Ever wanted to build your own RAG search over Youtube videos? Well, now you can! This n8n template shows how you can build a very capable Youtube search engine powered by Apify, Qdrant and your LLM of choice to quickly and efficiently browse over many videos for research.
I originally started to template to ask questions on the "n8n @ scale office-hours" livestream videos but then extended it to include the latest videos on the official channel.
Check out a demo here: https://jimleuk.app.n8n.cloud/webhook/n8n_videos
How it works
- Stage 1 is to collect the Youtube video transcripts and push them into a vector database. For this, I've used Apify to scrape Youtube and Qdrant to store the embeddings.

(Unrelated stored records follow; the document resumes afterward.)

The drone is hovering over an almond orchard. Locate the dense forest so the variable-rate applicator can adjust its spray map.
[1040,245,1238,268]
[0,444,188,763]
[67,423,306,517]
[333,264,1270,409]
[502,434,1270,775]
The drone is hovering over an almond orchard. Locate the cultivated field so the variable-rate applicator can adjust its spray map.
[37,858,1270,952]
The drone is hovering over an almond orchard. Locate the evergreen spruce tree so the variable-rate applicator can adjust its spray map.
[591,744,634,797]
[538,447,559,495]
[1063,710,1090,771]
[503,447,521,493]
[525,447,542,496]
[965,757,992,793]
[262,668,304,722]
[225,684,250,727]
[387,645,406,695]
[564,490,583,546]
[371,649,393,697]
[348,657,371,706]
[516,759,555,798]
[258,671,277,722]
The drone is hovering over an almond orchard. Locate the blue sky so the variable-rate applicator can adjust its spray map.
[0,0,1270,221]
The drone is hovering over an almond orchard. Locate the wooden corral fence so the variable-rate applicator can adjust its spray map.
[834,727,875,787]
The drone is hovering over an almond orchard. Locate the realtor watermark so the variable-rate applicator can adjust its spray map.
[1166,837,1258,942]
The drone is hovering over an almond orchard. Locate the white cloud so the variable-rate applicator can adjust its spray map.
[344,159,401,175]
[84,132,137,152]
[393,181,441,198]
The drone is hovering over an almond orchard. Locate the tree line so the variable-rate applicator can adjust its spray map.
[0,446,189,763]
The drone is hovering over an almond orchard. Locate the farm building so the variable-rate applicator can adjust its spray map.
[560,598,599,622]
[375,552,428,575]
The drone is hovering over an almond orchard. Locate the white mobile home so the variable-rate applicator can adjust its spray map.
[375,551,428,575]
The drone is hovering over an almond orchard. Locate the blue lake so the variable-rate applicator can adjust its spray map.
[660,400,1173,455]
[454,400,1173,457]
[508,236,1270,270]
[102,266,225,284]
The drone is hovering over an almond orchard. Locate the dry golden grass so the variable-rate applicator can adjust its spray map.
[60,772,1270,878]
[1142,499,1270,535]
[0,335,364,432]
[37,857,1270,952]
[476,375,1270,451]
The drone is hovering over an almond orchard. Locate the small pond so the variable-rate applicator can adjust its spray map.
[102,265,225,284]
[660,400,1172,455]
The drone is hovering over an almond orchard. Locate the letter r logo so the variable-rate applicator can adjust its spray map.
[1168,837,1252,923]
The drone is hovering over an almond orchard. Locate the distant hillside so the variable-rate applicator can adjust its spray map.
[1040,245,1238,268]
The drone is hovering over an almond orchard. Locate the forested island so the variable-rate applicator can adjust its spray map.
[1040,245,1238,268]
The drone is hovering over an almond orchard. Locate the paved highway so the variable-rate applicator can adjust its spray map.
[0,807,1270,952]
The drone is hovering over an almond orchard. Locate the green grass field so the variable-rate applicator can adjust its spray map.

- Transcripts are broken down into smaller chunks and carefully tagged with metadata to assist in later search and filtering.
- Stage 2 is to build a web frontend for the user to query the vectorised transcripts. I'm using a webhook to serve a simple web app and API to dynamically fetch the results.
- When searching for a video, I've opted to use Qdrant's search groups API which in this use-case, performs better as it returns a wider range of videos results.
- In the web frontend, when the user clicks on the results, the matching Youtube video plays in an embedded video player.
How to use
- Once credentials are all set, first run steps 1 - 3 to populate your vector store.
- Next, set the workflow to active to expose the web frontend. Visit the webhook URL in your browser to use it.
- If only for personal use, you may want to remove the rate limiting mechanism in step 4.
Requirements
- Apify for Youtube Channel and Video Scraping
- Qdrant for Vector store
- OpenAI for LLM and Embeddings
Customising the template
- Not interested in official n8n videos? Swap to a different channel - this template will work on many as long as videos are not private or set to prevent embeds.
- Technically any vector store should work but may not have the same grouping API. Use the simple vector store node and revert back to basic searching instead.